Se réapproprier nos systèmes alimentaires
Il y a quelques années, Olivier de Schutter, rapporteur spécial de l'ONU pour le droit à l'alimentation affirmait que l'un des principaux problèmes ayant provoqué l'impasse alimentaire actuelle était le manque de démocratie de nos systèmes alimentaires. Il fallait donc repartir des villages, des villes, des citoyens pour redéfinir les systèmes les plus appropriés et redonner du pouvoir aux populations au détriment des sociétés transnationales.
Deux événements récents en sont des illustrations inspirantes :
Le Tribunal Monsanto (à lire dans ce numéro, pages 4 et 5) qui s’est tenu à la Haye à la mi- octobre a offert à de nombreuses victimes de par le monde l’occasion de témoigner sur les dommages qu’ils ont subi en raison des activités de Monsanto. Des juges professionnels ont entendu ces propos et rendront un verdict au début du mois de décembre. Le second objectif de ce Tribunal est particulièrement ambitieux: faire reconnaître «l’écocide» comme crime contre l’humanité par les instances internationales. Ainsi, toute firme qui aurait provoqué de graves dégâts à l’environnement pourrait être poursuivie. Une affaire à suivre de près.

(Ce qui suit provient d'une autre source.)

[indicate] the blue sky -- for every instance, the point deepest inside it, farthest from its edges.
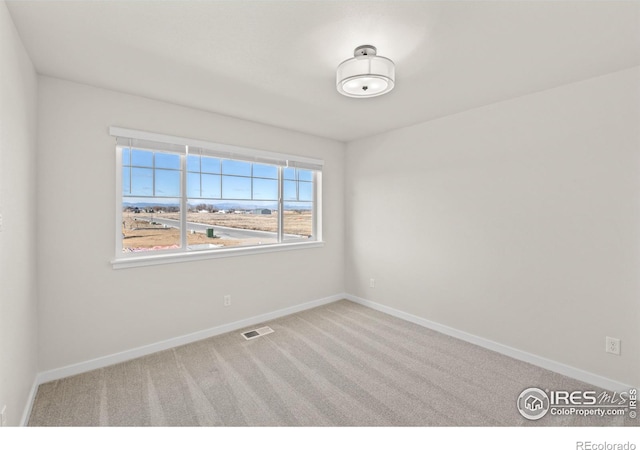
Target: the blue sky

Fin octobre, la rencontre de Cluj en Roumanie du mouvement européen pour la souveraineté alimentaire est une seconde expression de cette démocratie participative. Plus de 700 délégués de toute l’Europe, du fin fond de la Sibérie à l’Irlande en passant par la Suisse, l’Espagne ou la Norvège se sont retrouvés pendant 5 jours pour partager leurs expériences, leurs craintes et espoirs. Ils étaient encadrés par des interprètes (9 langues) et des cuisiniers bénévoles qui ont valorisé les produits locaux et ont offert un cadre idéal et convivial aux échanges. Des visites de terrain sur les fermes roumaines, des événements culturels en tout genre ont également jalonné cette rencontre. De nombreux thèmes ont été abordés tels que le droit aux ressources naturelles et aux biens communs, les modèles de production et de consommation équitables, la distribution alimentaire, les conditions sociales de travail et la marginalisation. Nombre de propositions concrètes sont issues de ces discussions (lire dans notre prochain numéro).
Uniterre a présenté son initiative populaire sur la souveraineté alimentaire qui a été largement saluée et considérée comme un exemple possible à suivre. Les Italiens ont également exposé un projet de loi sur l’agriculture paysanne actuellement en discussion dans leur Parlement. Celle-ci a pour objectif de redonner de la marge de manoeuvre à ce type d’agriculture et de lui reconnaître sa valeur pour conserver un tissu social vivant.
Avec peu de moyens financiers, la société civile a démontré qu’elle était en mesure d’organiser des événements majeurs et de reprendre en main le débat sur l’agriculture et l’alimentation. Un véritable mouvement européen pour une autre agriculture et une meilleure alimentation est en route sur notre continent. Il est accompagné par des initiatives similaires aux quatre coins du globe. C’est une lueur d’espoir pour toutes celles et ceux, paysannes, paysans, artisans, consommateurs qui souhaitent éviter à tout prix de se fracasser contre le mur que nos gouvernements, par simple aveuglement économique, se refusent de voir.